Le Brexit, qui va priver le budget européen d'une partie de ses ressources, et le besoin de financer de nouvelles politiques (sécurité, immigration, défense) poussent à réformer une PAC devenue moins légitime. Une remise à plat de cette politique, qui devrait être plus axée sur la rémunération de biens publics, semble nécessaire. Cependant, les revenus agricoles dépendent de manière cruciale des aides, et les équilibres politiques et la résistance des groupes de pression font craindre que, comme lors de la réforme de 2013, on se contente d'ajustements mineurs ou d'un compromis sur une PAC plus renationalisée.

Au niveau national, la politique française semble hésiter entre plusieurs objectifs, que la rhétorique sur la double efficacité (économique et environnementale) comme celle sur le juste prix payé aux agriculteurs peinent à réconcilier. Le gouvernement nommé en 2017 ne peut que suivre la voie initiée lors du quinquennat précédent sur la transition agro-écologique, tant s'impose la nécessité de réduire l'alarmante dégradation de l'environnement : la dégradation du capital naturel (sols, eaux mais peut-être plus encore biodiversité) est telle qu'elle risque de se traduire par des difficultés à produire à moyen terme, comme l’illustre le déclin des insectes pollinisateurs. Mais le gouvernement ne peut ignorer la nécessité de préserver et de soutenir un secteur exportateur, serait-il de production intensive, comme celle d'inverser les pertes de part de marché observées ces dernières années au profit des autres pays européens. Il réitère son attachement aux petites entreprises familiales, mais il n'ignore pas non plus l'exemple japonais, où des décennies de soutien à des exploitations de petite taille ont amené à une agriculture qui ne peut survivre qu'avec un large soutien public et une forte protection douanière, montrant les limites des politiques à visée principalement sociale.

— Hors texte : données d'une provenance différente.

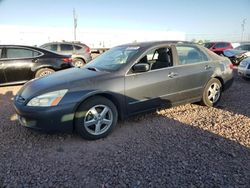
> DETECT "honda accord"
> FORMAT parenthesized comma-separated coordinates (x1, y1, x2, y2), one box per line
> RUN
(14, 41, 234, 140)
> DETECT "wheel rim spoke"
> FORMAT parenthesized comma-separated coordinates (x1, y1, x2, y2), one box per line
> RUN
(100, 107, 109, 118)
(102, 119, 112, 126)
(84, 104, 113, 136)
(95, 122, 101, 134)
(85, 119, 97, 127)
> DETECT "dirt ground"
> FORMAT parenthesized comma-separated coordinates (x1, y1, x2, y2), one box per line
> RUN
(0, 71, 249, 187)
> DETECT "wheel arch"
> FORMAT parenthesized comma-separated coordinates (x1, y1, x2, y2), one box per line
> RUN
(72, 56, 86, 64)
(73, 92, 125, 130)
(213, 76, 224, 90)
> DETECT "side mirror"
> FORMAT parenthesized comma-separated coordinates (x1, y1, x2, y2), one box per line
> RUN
(132, 63, 150, 73)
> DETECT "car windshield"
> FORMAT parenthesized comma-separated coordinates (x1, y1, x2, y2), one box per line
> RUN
(204, 43, 214, 48)
(85, 46, 139, 71)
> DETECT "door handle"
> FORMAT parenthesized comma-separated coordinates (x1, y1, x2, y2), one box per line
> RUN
(205, 65, 212, 70)
(168, 72, 178, 78)
(32, 58, 38, 63)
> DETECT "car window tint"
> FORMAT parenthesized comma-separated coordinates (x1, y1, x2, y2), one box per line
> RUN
(6, 48, 40, 59)
(74, 45, 82, 50)
(61, 44, 73, 51)
(240, 45, 250, 51)
(138, 47, 172, 70)
(44, 44, 57, 51)
(204, 43, 214, 48)
(176, 46, 208, 65)
(0, 48, 2, 58)
(214, 42, 228, 48)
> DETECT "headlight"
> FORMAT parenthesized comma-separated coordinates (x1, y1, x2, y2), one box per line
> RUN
(27, 89, 68, 107)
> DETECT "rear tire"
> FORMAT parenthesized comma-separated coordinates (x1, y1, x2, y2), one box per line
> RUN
(201, 78, 222, 107)
(73, 58, 85, 67)
(35, 68, 55, 78)
(75, 96, 118, 140)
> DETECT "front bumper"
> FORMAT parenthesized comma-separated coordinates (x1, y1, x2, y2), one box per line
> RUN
(14, 101, 76, 132)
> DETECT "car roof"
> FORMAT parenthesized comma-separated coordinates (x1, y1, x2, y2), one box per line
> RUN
(41, 41, 86, 46)
(117, 40, 194, 48)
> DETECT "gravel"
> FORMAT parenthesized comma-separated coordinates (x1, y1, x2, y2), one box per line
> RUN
(0, 71, 249, 187)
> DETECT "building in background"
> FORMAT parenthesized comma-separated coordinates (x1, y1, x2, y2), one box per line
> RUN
(0, 25, 186, 48)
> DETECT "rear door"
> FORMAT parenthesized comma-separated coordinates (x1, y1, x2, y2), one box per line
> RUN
(173, 44, 215, 101)
(59, 44, 74, 55)
(3, 47, 42, 83)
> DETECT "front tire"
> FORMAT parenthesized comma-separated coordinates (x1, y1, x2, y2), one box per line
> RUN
(75, 96, 118, 140)
(201, 78, 222, 107)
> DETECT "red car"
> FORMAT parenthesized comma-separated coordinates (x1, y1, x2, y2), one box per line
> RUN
(204, 42, 233, 55)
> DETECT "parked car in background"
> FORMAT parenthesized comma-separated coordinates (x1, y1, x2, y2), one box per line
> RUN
(41, 41, 92, 67)
(223, 43, 250, 65)
(204, 42, 233, 55)
(238, 57, 250, 79)
(0, 45, 73, 86)
(14, 41, 234, 140)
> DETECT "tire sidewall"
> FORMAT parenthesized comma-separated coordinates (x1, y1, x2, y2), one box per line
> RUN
(75, 96, 118, 140)
(35, 68, 55, 78)
(202, 78, 222, 107)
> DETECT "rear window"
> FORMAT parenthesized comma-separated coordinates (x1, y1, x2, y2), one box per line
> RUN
(74, 45, 82, 50)
(6, 48, 41, 59)
(214, 42, 229, 48)
(204, 43, 214, 48)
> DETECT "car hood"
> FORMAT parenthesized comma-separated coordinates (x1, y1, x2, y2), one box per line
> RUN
(223, 49, 247, 57)
(18, 68, 110, 99)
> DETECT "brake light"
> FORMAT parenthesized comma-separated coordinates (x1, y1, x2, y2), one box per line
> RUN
(86, 46, 90, 53)
(63, 58, 73, 63)
(228, 63, 234, 70)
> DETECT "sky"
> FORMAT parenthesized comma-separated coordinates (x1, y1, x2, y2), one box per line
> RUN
(0, 0, 250, 41)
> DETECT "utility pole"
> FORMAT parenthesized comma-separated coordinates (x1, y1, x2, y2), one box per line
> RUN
(241, 18, 246, 42)
(73, 8, 77, 41)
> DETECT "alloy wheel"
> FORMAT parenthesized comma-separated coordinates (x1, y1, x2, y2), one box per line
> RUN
(207, 83, 221, 104)
(84, 105, 113, 135)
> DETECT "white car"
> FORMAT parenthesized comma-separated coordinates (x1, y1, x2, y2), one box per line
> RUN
(238, 57, 250, 79)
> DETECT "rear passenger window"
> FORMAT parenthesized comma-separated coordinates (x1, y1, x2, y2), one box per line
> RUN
(176, 46, 208, 65)
(6, 48, 41, 59)
(61, 44, 73, 51)
(44, 44, 57, 51)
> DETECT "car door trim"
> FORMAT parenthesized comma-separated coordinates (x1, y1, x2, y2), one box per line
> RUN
(128, 86, 203, 105)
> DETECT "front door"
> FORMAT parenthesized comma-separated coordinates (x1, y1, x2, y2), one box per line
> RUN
(125, 46, 180, 115)
(3, 47, 40, 83)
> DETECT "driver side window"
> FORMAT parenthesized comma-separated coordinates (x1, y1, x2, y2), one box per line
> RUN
(136, 47, 173, 71)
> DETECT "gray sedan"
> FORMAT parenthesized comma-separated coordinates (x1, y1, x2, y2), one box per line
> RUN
(238, 57, 250, 79)
(14, 41, 234, 140)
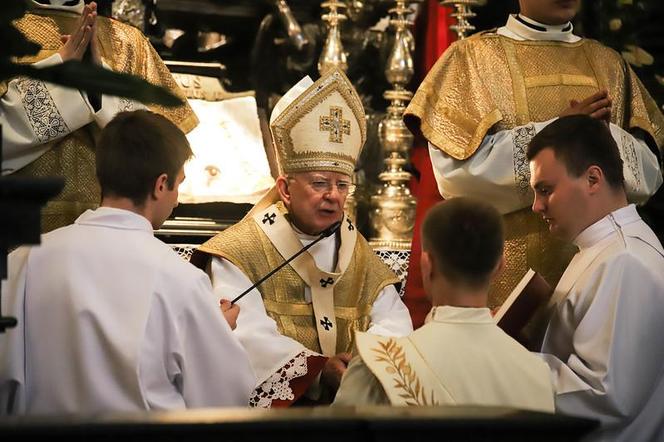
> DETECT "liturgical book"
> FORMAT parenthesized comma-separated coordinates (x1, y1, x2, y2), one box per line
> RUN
(495, 269, 553, 343)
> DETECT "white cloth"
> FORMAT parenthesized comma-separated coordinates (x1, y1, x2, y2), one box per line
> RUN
(429, 15, 662, 215)
(1, 4, 146, 175)
(209, 228, 413, 388)
(178, 96, 274, 204)
(0, 208, 255, 414)
(538, 205, 664, 440)
(335, 306, 554, 413)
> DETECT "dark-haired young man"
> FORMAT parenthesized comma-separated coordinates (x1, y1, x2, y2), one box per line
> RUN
(528, 115, 664, 440)
(0, 110, 255, 415)
(333, 198, 554, 412)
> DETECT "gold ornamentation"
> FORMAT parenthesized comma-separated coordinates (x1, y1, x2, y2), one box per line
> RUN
(319, 106, 351, 143)
(372, 338, 437, 406)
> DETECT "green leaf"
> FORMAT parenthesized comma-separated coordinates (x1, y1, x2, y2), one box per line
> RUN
(1, 61, 183, 107)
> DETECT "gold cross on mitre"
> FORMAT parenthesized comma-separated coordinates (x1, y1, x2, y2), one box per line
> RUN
(319, 106, 351, 143)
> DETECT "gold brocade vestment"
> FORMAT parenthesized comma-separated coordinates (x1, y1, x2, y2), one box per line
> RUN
(192, 203, 400, 355)
(6, 10, 197, 232)
(405, 33, 664, 306)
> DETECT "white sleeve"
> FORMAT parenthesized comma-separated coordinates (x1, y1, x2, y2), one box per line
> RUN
(89, 59, 147, 128)
(210, 257, 312, 386)
(539, 255, 664, 425)
(429, 119, 662, 214)
(367, 285, 413, 337)
(174, 272, 255, 408)
(428, 120, 553, 215)
(1, 55, 147, 175)
(1, 54, 94, 174)
(609, 124, 662, 204)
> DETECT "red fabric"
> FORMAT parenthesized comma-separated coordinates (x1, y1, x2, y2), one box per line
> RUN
(270, 355, 328, 407)
(404, 1, 456, 328)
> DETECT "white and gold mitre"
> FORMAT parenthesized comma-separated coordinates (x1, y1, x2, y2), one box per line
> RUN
(269, 68, 366, 177)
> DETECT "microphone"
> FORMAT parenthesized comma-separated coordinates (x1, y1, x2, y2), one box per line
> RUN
(230, 220, 341, 305)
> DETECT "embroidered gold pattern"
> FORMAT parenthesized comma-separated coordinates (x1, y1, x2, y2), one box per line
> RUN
(319, 106, 351, 143)
(372, 338, 437, 406)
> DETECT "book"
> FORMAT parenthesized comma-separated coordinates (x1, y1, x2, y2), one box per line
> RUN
(495, 269, 553, 345)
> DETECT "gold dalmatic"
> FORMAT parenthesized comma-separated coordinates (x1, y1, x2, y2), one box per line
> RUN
(405, 34, 664, 307)
(7, 10, 197, 232)
(192, 202, 400, 356)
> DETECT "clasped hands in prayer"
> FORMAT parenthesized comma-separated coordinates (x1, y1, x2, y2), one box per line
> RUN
(560, 90, 612, 123)
(58, 1, 102, 65)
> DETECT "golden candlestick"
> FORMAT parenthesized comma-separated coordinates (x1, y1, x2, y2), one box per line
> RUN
(439, 0, 481, 39)
(318, 1, 348, 75)
(369, 0, 421, 250)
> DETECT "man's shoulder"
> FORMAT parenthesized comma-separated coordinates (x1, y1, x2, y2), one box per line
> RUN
(578, 38, 624, 62)
(198, 218, 260, 255)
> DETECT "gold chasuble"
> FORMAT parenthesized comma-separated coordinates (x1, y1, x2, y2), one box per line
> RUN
(196, 201, 400, 356)
(404, 33, 664, 305)
(7, 9, 197, 232)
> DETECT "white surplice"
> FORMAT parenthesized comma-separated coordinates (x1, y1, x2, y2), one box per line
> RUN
(334, 306, 555, 413)
(0, 208, 255, 415)
(538, 205, 664, 440)
(1, 0, 146, 175)
(428, 14, 662, 215)
(209, 226, 413, 407)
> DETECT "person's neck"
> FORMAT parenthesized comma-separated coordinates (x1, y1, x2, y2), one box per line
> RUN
(101, 197, 148, 220)
(430, 283, 488, 309)
(518, 12, 570, 28)
(576, 192, 629, 238)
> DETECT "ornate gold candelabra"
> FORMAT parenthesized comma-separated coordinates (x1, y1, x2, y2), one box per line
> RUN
(318, 1, 348, 75)
(439, 0, 481, 39)
(369, 0, 419, 250)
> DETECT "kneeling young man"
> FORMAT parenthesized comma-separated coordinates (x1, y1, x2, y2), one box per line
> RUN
(0, 110, 255, 415)
(334, 198, 554, 412)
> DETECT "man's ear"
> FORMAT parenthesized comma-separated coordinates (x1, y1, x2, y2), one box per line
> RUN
(491, 254, 505, 282)
(586, 165, 603, 194)
(276, 176, 291, 206)
(421, 251, 434, 282)
(152, 173, 169, 200)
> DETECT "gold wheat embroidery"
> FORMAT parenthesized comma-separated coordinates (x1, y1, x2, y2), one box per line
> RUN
(372, 338, 438, 406)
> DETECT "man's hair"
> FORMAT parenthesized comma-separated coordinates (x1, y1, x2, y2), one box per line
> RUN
(422, 198, 504, 288)
(526, 115, 624, 190)
(96, 110, 193, 206)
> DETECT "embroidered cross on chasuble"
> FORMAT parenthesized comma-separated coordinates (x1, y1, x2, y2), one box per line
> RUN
(196, 201, 400, 356)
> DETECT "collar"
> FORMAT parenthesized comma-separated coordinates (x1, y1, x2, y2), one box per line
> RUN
(425, 306, 493, 325)
(573, 204, 641, 250)
(29, 0, 84, 14)
(75, 207, 154, 232)
(498, 14, 579, 43)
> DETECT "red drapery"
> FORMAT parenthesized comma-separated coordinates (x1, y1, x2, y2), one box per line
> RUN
(404, 1, 456, 328)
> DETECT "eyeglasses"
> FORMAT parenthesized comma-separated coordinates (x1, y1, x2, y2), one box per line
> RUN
(288, 176, 356, 195)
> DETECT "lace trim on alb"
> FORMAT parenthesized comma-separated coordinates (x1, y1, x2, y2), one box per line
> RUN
(249, 349, 320, 408)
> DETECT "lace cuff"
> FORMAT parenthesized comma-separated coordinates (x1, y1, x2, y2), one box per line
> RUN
(249, 349, 326, 408)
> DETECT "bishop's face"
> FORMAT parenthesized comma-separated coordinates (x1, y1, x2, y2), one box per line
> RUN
(519, 0, 581, 26)
(278, 171, 351, 236)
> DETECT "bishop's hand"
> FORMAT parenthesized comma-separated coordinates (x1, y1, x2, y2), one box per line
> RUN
(560, 90, 612, 123)
(320, 352, 352, 392)
(58, 3, 97, 62)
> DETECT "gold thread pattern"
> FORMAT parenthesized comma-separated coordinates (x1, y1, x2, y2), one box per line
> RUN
(319, 106, 351, 143)
(511, 123, 536, 197)
(372, 338, 438, 406)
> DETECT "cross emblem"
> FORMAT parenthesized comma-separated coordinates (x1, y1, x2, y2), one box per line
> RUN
(320, 277, 334, 288)
(262, 212, 276, 225)
(346, 218, 354, 231)
(320, 316, 333, 331)
(319, 106, 351, 143)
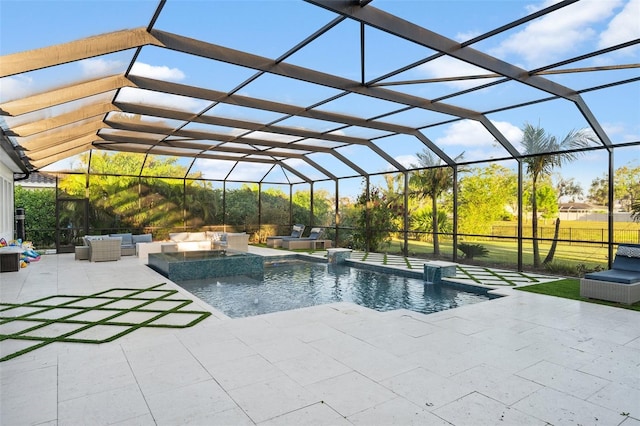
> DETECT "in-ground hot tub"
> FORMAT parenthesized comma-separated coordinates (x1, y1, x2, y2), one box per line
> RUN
(148, 250, 263, 281)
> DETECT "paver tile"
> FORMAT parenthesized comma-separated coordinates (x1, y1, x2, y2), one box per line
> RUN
(306, 371, 397, 417)
(433, 392, 546, 425)
(516, 360, 611, 399)
(229, 375, 319, 423)
(512, 387, 623, 426)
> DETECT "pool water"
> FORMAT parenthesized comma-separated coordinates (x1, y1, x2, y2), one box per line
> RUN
(176, 260, 496, 318)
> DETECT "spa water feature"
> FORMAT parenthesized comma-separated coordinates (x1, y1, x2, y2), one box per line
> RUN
(147, 249, 263, 281)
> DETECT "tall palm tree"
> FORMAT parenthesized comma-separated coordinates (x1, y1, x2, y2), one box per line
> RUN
(520, 124, 597, 267)
(410, 150, 462, 256)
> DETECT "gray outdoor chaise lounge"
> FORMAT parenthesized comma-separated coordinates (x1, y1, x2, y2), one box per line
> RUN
(266, 224, 305, 248)
(580, 243, 640, 304)
(281, 227, 332, 250)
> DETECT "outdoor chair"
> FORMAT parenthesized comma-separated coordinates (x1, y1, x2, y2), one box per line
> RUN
(580, 243, 640, 304)
(266, 224, 306, 248)
(87, 238, 122, 262)
(281, 228, 332, 250)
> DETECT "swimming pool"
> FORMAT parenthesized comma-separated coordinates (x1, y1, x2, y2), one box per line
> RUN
(175, 259, 496, 318)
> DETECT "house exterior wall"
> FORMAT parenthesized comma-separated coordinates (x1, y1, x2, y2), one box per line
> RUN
(0, 160, 15, 242)
(558, 212, 634, 222)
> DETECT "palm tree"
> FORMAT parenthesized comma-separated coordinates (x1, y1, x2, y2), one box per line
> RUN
(410, 150, 462, 256)
(520, 124, 597, 267)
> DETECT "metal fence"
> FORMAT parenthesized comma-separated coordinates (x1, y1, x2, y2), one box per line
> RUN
(491, 226, 639, 244)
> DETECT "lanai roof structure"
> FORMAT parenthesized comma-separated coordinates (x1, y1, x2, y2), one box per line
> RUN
(1, 0, 638, 186)
(1, 4, 640, 424)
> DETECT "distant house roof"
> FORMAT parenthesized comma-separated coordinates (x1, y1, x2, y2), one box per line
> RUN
(15, 172, 56, 189)
(559, 202, 594, 212)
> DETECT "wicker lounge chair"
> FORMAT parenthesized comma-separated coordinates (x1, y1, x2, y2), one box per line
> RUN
(88, 238, 122, 262)
(580, 244, 640, 304)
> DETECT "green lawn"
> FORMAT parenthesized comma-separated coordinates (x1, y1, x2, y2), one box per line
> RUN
(384, 219, 637, 275)
(388, 238, 609, 274)
(515, 279, 640, 312)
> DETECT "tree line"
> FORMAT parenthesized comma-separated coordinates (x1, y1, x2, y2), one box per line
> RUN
(15, 124, 639, 267)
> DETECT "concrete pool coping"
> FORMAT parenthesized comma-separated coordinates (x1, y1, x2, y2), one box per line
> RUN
(2, 248, 639, 425)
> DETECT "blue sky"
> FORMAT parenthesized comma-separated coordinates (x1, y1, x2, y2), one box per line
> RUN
(1, 0, 638, 197)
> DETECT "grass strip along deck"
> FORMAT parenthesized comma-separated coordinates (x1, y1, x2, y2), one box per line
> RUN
(0, 283, 212, 362)
(516, 279, 640, 311)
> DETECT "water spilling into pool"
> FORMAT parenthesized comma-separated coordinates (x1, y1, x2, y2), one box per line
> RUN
(175, 260, 496, 318)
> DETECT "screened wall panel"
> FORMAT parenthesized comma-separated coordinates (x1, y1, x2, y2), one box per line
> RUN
(614, 146, 640, 244)
(224, 182, 258, 233)
(184, 179, 223, 229)
(259, 183, 292, 239)
(311, 180, 336, 229)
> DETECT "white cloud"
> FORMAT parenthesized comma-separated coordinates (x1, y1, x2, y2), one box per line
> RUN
(394, 154, 418, 168)
(602, 122, 626, 136)
(129, 62, 186, 81)
(603, 122, 640, 143)
(436, 120, 485, 147)
(227, 162, 276, 181)
(41, 154, 85, 172)
(525, 0, 560, 14)
(418, 57, 498, 89)
(491, 0, 623, 68)
(193, 159, 233, 180)
(454, 30, 482, 43)
(281, 158, 307, 168)
(116, 87, 207, 112)
(0, 76, 34, 102)
(245, 131, 299, 143)
(436, 119, 522, 147)
(495, 121, 525, 145)
(79, 58, 124, 77)
(433, 120, 523, 161)
(598, 0, 640, 50)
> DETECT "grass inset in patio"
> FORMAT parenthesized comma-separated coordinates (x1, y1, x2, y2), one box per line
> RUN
(0, 283, 212, 362)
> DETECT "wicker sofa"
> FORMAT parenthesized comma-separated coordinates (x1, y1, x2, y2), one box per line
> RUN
(80, 233, 153, 261)
(109, 233, 153, 256)
(168, 231, 249, 252)
(580, 244, 640, 304)
(168, 232, 212, 251)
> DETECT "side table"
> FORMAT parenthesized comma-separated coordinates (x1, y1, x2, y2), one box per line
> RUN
(137, 242, 177, 263)
(75, 246, 90, 260)
(0, 250, 21, 272)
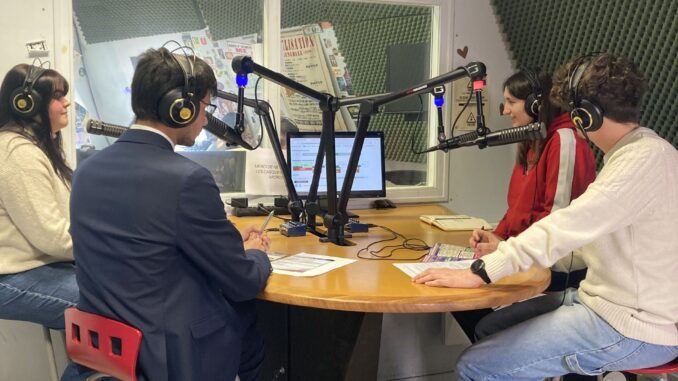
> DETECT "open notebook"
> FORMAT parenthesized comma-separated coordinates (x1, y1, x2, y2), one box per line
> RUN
(419, 214, 490, 232)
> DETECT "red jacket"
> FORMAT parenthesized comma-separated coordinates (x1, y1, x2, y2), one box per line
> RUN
(494, 113, 596, 239)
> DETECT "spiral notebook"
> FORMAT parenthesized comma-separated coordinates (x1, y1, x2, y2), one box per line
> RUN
(419, 214, 490, 232)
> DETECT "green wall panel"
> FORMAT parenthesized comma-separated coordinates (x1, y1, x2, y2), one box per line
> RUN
(492, 0, 678, 165)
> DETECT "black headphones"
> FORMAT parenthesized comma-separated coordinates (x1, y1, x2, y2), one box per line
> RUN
(158, 43, 198, 128)
(10, 64, 47, 118)
(522, 67, 543, 119)
(568, 54, 604, 132)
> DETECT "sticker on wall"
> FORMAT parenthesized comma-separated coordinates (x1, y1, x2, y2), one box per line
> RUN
(456, 45, 469, 59)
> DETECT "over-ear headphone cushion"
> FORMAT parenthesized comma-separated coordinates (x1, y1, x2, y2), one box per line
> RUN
(10, 85, 43, 118)
(524, 92, 541, 118)
(158, 88, 197, 127)
(571, 99, 604, 132)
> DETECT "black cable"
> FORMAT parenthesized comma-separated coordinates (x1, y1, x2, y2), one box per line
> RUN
(450, 80, 474, 138)
(409, 95, 426, 155)
(251, 75, 266, 149)
(560, 252, 574, 306)
(410, 81, 474, 155)
(356, 225, 430, 260)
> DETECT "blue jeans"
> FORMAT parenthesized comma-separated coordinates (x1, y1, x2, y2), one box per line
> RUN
(457, 289, 678, 380)
(475, 291, 566, 340)
(0, 262, 84, 381)
(0, 262, 78, 329)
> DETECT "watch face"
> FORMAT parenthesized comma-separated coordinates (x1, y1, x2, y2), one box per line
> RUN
(471, 259, 484, 272)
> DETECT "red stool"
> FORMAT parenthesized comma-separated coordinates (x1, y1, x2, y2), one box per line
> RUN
(64, 307, 142, 381)
(625, 356, 678, 381)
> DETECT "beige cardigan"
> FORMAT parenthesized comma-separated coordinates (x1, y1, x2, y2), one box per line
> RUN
(483, 127, 678, 346)
(0, 131, 72, 274)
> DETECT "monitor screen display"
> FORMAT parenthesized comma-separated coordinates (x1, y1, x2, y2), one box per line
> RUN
(287, 131, 386, 198)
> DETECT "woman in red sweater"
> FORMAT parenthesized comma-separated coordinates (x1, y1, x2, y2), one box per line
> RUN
(458, 70, 597, 358)
(471, 69, 596, 287)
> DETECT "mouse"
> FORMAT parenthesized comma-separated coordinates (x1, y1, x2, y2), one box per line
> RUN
(374, 199, 396, 209)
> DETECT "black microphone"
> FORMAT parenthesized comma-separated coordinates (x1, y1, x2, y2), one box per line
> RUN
(421, 122, 545, 153)
(204, 113, 254, 150)
(85, 117, 128, 138)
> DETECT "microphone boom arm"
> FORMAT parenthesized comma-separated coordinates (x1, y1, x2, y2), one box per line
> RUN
(232, 56, 487, 246)
(215, 90, 303, 221)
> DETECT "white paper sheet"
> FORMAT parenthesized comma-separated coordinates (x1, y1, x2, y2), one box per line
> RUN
(271, 253, 356, 277)
(393, 260, 474, 278)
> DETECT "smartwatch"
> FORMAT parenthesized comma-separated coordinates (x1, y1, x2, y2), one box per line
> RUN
(470, 259, 491, 284)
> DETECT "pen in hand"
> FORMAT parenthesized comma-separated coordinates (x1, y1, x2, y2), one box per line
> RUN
(260, 210, 275, 232)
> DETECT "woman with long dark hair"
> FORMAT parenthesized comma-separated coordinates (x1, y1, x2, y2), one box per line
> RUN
(470, 68, 596, 277)
(0, 63, 78, 332)
(455, 69, 597, 357)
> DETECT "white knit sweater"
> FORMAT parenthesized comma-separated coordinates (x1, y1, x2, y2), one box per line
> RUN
(0, 131, 73, 274)
(483, 127, 678, 346)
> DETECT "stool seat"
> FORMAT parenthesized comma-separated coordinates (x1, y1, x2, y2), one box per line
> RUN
(65, 307, 142, 381)
(626, 356, 678, 374)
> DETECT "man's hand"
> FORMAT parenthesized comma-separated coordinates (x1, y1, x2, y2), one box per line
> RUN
(468, 229, 503, 257)
(413, 268, 486, 288)
(244, 234, 270, 252)
(239, 225, 263, 242)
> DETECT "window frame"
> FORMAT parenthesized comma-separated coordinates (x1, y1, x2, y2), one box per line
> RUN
(59, 0, 453, 204)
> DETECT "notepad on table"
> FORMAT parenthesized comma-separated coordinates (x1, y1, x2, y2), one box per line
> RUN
(421, 243, 476, 262)
(419, 214, 490, 232)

À ce jour, les choix ne semblent pas établis, même si les états généraux de l'alimentation ont mis sur la table les éléments du débat.
 

Bibliographie

Ministère de l'Agriculture, "La PAC en un coup d'œil", 2017.

Jean-Christophe Bureau et Sophie Thoyer, La politique agricole commune, coll. "Repères", La Découverte, 2014.

Conseil d'analyse économique, "Comment expliquer les contre-performances de l'agriculture française ?", Focus n° 10, par J.-C. Bureau, L. Fontagné et S. Jean, décembre 2015.